Gender reveals, I think they're fucking stupid, but maybe I'm out of touch with the world of parenting these days. However, this one takes the concept to a whole new level. Watch in awe ( a little NSFW) ...

The only good thing about "gender reveals" (which surely are "sex reveals" anyway?) is when they get it wrong, serves you right for making a fuss in the first place.

That video is pretty funny though, so I'll let that one slip. As it were.
 
A gender reveal party ignited a 10-acre brush fire in Florida, fire officials say
By Nicole Chavez, CNN
Updated 2050 GMT (0450 HKT) April 4, 2020

A gender reveal party in Florida went wrong and sparked a 10-acre fire, CNN affiliate WESH reported.

Firefighters were called to a home in Brevard County, Florida, last weekend after reports that a blaze was possibly ignited by fireworks, fire officials said.

But when they arrived, firefighters realized some explosives had been in the mix.
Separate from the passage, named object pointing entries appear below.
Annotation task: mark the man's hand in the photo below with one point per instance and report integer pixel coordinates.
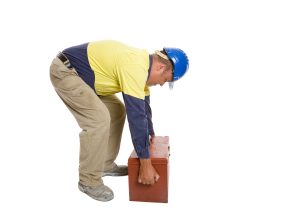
(147, 173)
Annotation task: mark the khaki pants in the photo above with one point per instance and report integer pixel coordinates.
(101, 119)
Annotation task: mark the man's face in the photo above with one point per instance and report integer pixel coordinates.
(160, 76)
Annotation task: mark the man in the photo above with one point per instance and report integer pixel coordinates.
(86, 78)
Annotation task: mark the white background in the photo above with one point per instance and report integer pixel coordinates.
(233, 120)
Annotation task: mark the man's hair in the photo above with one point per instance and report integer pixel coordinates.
(164, 61)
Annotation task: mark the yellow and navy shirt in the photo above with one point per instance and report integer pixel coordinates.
(109, 67)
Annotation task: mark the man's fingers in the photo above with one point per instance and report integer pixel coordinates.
(156, 177)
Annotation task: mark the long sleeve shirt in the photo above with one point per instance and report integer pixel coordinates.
(109, 67)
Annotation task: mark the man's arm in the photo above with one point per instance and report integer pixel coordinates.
(138, 124)
(149, 116)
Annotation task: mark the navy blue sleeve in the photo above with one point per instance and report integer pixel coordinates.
(149, 115)
(138, 124)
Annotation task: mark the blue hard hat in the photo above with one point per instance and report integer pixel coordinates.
(180, 62)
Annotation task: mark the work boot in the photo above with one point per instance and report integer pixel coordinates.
(101, 193)
(116, 171)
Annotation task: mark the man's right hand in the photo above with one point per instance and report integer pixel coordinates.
(147, 173)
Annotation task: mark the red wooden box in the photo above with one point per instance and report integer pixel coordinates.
(158, 192)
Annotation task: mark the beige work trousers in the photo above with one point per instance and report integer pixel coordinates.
(101, 119)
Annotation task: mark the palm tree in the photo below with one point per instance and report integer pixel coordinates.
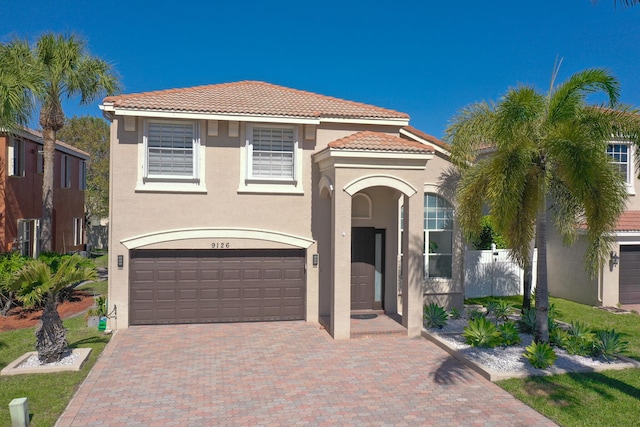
(549, 158)
(65, 69)
(39, 282)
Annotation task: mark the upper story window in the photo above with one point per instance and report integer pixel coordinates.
(272, 152)
(438, 236)
(619, 154)
(16, 157)
(65, 171)
(82, 176)
(171, 151)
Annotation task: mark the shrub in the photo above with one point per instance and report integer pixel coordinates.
(540, 355)
(481, 333)
(10, 263)
(527, 321)
(435, 316)
(501, 309)
(557, 336)
(509, 334)
(608, 344)
(487, 236)
(476, 314)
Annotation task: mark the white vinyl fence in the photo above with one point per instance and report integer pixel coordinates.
(493, 273)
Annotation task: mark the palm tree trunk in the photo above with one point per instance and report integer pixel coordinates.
(51, 336)
(49, 137)
(542, 291)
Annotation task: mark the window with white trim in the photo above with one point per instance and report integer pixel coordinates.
(82, 176)
(65, 171)
(620, 154)
(271, 152)
(171, 151)
(16, 157)
(438, 236)
(78, 231)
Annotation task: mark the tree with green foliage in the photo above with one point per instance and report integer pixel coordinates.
(18, 82)
(488, 235)
(42, 281)
(549, 159)
(91, 134)
(63, 68)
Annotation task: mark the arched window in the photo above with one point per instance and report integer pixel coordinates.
(438, 236)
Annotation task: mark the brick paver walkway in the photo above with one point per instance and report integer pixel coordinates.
(283, 374)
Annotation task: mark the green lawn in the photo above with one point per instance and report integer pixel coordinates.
(48, 394)
(608, 398)
(95, 288)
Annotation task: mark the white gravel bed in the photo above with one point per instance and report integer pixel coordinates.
(33, 362)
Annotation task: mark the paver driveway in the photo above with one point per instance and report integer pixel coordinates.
(284, 373)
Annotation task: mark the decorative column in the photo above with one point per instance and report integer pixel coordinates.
(413, 264)
(341, 259)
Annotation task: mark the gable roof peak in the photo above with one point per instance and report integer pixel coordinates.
(252, 98)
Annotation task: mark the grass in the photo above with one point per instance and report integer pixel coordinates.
(95, 288)
(627, 324)
(48, 394)
(594, 399)
(607, 398)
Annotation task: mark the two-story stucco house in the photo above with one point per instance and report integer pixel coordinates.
(249, 201)
(21, 174)
(619, 280)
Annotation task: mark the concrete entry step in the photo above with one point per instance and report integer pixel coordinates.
(382, 325)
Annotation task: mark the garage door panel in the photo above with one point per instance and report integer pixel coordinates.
(196, 286)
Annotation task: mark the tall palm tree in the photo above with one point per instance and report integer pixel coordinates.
(65, 69)
(18, 82)
(39, 282)
(549, 158)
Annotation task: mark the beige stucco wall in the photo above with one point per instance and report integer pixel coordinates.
(566, 274)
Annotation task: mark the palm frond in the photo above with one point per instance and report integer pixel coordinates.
(469, 131)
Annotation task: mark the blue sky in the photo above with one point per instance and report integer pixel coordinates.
(425, 58)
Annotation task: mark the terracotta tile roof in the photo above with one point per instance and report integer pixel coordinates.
(629, 221)
(377, 141)
(432, 139)
(251, 98)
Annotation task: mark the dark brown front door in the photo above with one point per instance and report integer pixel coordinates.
(629, 274)
(362, 268)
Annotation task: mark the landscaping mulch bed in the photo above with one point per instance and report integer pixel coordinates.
(20, 317)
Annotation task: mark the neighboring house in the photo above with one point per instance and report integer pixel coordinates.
(249, 201)
(619, 280)
(21, 164)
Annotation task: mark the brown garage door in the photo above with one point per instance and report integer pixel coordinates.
(629, 274)
(207, 286)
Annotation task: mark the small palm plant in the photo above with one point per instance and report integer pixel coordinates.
(579, 339)
(608, 344)
(39, 283)
(509, 334)
(481, 332)
(540, 355)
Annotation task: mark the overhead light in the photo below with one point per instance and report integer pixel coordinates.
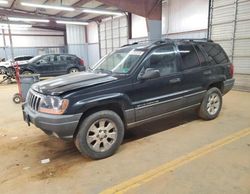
(5, 25)
(27, 19)
(104, 12)
(71, 22)
(3, 2)
(48, 6)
"We were informed that it was caused by a gender reveal using Tannerite and a weapon," Brevard County Fire Rescue Chief Mark Schollmeyer told WESH. Tannerite is a highly explosive substance often used as a rifle target


Full Article:
https://edition.cnn.com/2020/04/04/us/gender-reveal-party-fire-florida-trnd/index.html
 
It's where instead of just telling your friends and relatives if it's a boy or a girl, you invite them over and do a big dramatic thing to show it. Such as an explosion with pink smoke.
 
It's where instead of just telling your friends and relatives if it's a boy or a girl, you invite them over and do a big dramatic thing to show it. Such as an explosion with pink smoke.
Oh, I thought it might be a scenario where someone announces to their friends 'tada - I'm really a bloke' or whatever.
 
That's what I thought too when I first heard of them. I can understand celebrating that, but making such a big deal out of a sonargram just seems like another form of conspicuous consumption.
Why, in my day you had to wait to learn if it was a boy or a girl, and if you were really unlucky, you found out at the last minute that you had twins! That was in the days when everyone had to walk 10 miles in the snow to get to school.